Topics

 1. Graphs
    1.2.  Graph Definitions
    1.3.  Uses of Graphs
    1.4.  Representing Graphs as Data Structures
    1.5.  Complexity for graphs
    1.6.  Shortest Path - Unweighted Graph: BFS
    1.7.  Checking for a Connected Graph - DFS
    1.8.  Alternate Representations of Graphs
    1.9.  A Graph interface
    1.10. Some General Graph Properties
    1.11. Algorithms
    1.12. Number of edges in a connected graph
    1.13. Minimum Weight Path Algorithm (Correctness)

Summary Comparision of Balanced BSTs versus Hash Tables (Using separate chaining)

Both balanced binary search trees and hash tables provide efficient insertion, lookup and deletion. One would expect similarities in functionality, but some differences in performance.

There are some other differences as well. In what follows Tree will mean balanced binary search tree.

Tree implementation and efficiency

Trees

C++ set, map, multiset, and multimap
classes are all implemented as balanced binary search trees. 

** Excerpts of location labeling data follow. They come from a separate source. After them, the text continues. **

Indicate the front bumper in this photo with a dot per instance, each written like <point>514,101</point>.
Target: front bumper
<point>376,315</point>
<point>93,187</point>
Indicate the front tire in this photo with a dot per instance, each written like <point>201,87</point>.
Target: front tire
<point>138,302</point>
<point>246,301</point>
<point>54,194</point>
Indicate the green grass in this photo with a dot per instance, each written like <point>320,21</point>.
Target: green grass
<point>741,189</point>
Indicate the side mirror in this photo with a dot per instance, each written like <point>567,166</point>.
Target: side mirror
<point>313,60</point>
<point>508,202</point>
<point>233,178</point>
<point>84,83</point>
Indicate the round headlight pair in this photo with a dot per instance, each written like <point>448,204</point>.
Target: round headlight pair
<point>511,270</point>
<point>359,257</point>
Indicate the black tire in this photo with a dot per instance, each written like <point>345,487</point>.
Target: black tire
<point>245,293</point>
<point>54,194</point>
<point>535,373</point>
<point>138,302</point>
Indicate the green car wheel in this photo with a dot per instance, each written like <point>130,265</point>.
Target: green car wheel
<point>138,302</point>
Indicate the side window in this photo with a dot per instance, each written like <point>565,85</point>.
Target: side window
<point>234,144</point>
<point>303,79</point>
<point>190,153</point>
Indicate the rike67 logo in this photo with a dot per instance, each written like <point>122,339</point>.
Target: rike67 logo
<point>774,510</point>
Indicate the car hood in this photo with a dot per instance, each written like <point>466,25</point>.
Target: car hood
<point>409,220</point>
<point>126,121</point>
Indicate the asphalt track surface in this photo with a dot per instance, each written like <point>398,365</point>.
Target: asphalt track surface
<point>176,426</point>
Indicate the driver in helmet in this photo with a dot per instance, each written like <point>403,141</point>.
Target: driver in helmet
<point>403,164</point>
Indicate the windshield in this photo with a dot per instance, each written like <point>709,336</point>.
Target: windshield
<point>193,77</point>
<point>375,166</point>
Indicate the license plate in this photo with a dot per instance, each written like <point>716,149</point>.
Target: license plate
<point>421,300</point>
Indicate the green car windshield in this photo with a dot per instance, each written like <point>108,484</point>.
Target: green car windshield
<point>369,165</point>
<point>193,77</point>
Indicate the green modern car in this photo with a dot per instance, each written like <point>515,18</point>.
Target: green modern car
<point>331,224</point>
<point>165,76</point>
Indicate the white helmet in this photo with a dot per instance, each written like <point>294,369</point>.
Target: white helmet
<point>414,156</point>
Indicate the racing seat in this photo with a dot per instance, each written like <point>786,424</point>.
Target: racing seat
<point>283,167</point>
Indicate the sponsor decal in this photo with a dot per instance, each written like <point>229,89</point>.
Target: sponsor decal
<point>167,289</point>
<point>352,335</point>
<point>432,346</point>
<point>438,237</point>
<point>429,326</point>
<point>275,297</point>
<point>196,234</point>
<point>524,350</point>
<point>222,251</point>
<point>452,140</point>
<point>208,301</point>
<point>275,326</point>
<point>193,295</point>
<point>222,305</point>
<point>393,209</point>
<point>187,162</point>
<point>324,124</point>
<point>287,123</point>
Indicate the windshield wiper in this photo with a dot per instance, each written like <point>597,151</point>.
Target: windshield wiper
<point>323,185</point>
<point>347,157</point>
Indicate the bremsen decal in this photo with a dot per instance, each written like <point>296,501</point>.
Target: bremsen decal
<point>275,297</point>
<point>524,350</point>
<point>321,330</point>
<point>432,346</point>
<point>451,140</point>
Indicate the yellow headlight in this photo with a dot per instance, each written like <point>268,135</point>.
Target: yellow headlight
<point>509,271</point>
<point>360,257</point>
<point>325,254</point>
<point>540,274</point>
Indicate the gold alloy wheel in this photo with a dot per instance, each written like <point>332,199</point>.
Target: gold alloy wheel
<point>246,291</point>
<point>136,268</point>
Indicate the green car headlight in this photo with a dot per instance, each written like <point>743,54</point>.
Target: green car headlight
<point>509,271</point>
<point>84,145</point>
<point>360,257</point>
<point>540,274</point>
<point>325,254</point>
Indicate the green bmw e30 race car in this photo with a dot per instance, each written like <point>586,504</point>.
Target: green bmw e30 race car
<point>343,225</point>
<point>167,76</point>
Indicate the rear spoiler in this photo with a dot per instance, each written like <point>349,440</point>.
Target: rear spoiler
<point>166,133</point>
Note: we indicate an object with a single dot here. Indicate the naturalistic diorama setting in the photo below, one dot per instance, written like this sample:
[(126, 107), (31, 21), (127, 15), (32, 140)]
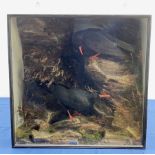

Performance: This guarantees O(log(n)) performance for many
operations. 

Restriction: But note that this means there must be some
ordering on the keys for the purpose of insertions, finds,
etc. These classes provide two ways for the user to specify what
ordering it should use. Using the set class as an
example, 

   a. If a set is constructed with the
   no-argument constructor, set(), there is a
   default comparison used, namely <.
   This set  object will assume that the keys implement
   the < operation and will use it for determining the ordering 
   on the keys.

   b. If a set is constructed with a function
   object, then the set object will use that function
   object to determine the ordering on the keys.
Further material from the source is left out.